Step 1: I didn’t start writing my blog for industry professionals but I believe since I hadn’t nailed down my idea I didn’t feel comfortable. Plus I was stuck in the write something, post to social media, and wait cycle.

Step 2: My BIGGEST struggle is just getting noticed. I’ve since rebranded and am relauncing on 2 February (groundhogs day). It’s more of a confidence thing with me, and believing since I don’t have all those media badges on my site that the bigger blogs won’t give me the time of day.

I have three separate categories of ideal customers that all have similar problems.

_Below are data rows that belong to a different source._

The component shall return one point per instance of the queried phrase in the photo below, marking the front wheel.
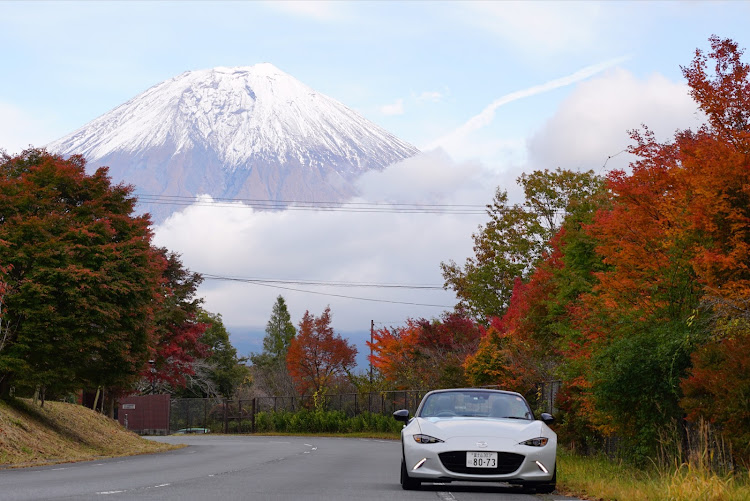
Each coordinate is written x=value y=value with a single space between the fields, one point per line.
x=548 y=488
x=408 y=483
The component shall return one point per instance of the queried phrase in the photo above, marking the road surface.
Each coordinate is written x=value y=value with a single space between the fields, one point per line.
x=246 y=468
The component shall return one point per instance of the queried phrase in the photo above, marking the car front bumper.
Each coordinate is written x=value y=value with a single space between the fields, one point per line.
x=423 y=461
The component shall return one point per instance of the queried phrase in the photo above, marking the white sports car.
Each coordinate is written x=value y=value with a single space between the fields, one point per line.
x=477 y=435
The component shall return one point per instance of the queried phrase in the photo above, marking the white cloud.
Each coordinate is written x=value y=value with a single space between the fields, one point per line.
x=460 y=140
x=396 y=108
x=396 y=248
x=592 y=124
x=19 y=130
x=433 y=96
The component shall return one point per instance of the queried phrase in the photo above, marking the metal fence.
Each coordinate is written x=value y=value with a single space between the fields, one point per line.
x=198 y=415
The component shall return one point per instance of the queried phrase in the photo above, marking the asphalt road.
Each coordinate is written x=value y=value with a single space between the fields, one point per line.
x=245 y=468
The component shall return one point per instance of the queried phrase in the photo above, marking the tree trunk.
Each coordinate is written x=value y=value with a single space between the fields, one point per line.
x=96 y=398
x=5 y=386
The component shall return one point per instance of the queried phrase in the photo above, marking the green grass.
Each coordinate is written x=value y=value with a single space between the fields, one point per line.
x=603 y=479
x=60 y=432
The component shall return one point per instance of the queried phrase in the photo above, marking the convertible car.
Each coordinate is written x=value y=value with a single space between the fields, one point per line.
x=477 y=435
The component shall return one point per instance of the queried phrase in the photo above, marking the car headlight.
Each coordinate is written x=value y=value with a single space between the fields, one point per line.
x=426 y=439
x=536 y=442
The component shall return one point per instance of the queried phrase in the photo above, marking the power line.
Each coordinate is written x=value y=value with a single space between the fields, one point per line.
x=299 y=205
x=275 y=284
x=211 y=276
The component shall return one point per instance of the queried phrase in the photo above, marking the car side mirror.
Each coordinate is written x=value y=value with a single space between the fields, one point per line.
x=402 y=415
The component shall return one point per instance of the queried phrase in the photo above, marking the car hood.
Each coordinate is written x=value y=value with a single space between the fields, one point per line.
x=471 y=427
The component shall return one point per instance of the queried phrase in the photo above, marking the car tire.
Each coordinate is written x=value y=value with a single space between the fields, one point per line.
x=408 y=483
x=549 y=487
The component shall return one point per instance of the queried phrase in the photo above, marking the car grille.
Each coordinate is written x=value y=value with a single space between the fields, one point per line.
x=507 y=462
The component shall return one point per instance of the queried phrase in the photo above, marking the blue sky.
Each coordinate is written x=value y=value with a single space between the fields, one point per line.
x=487 y=89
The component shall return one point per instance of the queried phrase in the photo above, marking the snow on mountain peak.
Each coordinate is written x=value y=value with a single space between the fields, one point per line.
x=251 y=131
x=238 y=112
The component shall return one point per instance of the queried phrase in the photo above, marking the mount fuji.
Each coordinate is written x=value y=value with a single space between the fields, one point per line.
x=249 y=132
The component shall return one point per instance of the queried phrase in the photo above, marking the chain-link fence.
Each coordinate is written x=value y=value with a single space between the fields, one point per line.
x=203 y=415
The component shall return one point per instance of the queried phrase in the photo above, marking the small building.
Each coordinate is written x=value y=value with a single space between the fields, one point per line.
x=145 y=415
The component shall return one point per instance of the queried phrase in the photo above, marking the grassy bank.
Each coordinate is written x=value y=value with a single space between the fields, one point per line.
x=604 y=479
x=59 y=432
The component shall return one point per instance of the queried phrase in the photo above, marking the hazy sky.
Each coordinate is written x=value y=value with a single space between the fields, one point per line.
x=486 y=89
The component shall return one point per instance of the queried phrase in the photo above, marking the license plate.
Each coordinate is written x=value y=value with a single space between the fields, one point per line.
x=481 y=459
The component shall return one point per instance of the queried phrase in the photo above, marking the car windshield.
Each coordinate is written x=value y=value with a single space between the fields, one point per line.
x=468 y=403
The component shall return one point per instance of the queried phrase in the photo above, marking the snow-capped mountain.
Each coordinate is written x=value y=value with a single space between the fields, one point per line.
x=250 y=132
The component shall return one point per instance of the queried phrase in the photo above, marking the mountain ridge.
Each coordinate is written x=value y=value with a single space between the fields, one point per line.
x=235 y=132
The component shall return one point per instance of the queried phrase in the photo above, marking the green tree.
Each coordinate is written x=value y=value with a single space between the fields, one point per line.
x=221 y=372
x=270 y=373
x=81 y=277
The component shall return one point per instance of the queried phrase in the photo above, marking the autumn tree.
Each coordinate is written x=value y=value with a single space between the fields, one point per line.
x=317 y=355
x=80 y=276
x=177 y=331
x=426 y=354
x=269 y=367
x=515 y=238
x=675 y=246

Since I help moms who have “lost themselves” reclaim their identity my ideals customers are
-Women with children under 5 who believe life happened to fast, and are finding it hard to make time for themselves and are slipping into strict mommy/wife mode

-Women in their early 30′s to early 40s with children that are self-reliant (13+) and find since they’ve now have down time that they have lost the ability to make themselves happy. They are coming to the realization that they’ve invested so much time in others but haven’t focused on self.

-Women in their late 30′s and up who are now empty nesters, who have realized that the job they had for the last 18 years are moving on. It’s like being fired from a job you’ve done for 20 years. They face fear of unknown, inability to move forward, and stagnation. Often leading to depression.

My problem is that my ideal women isn’t typical reading blogs, using social media, or investing a lot of time “gurus”. Additonally my older clientel may find my approach a little new age and think of me more of a therapist.

And since I’m just starting I have no following, no leads what so ever.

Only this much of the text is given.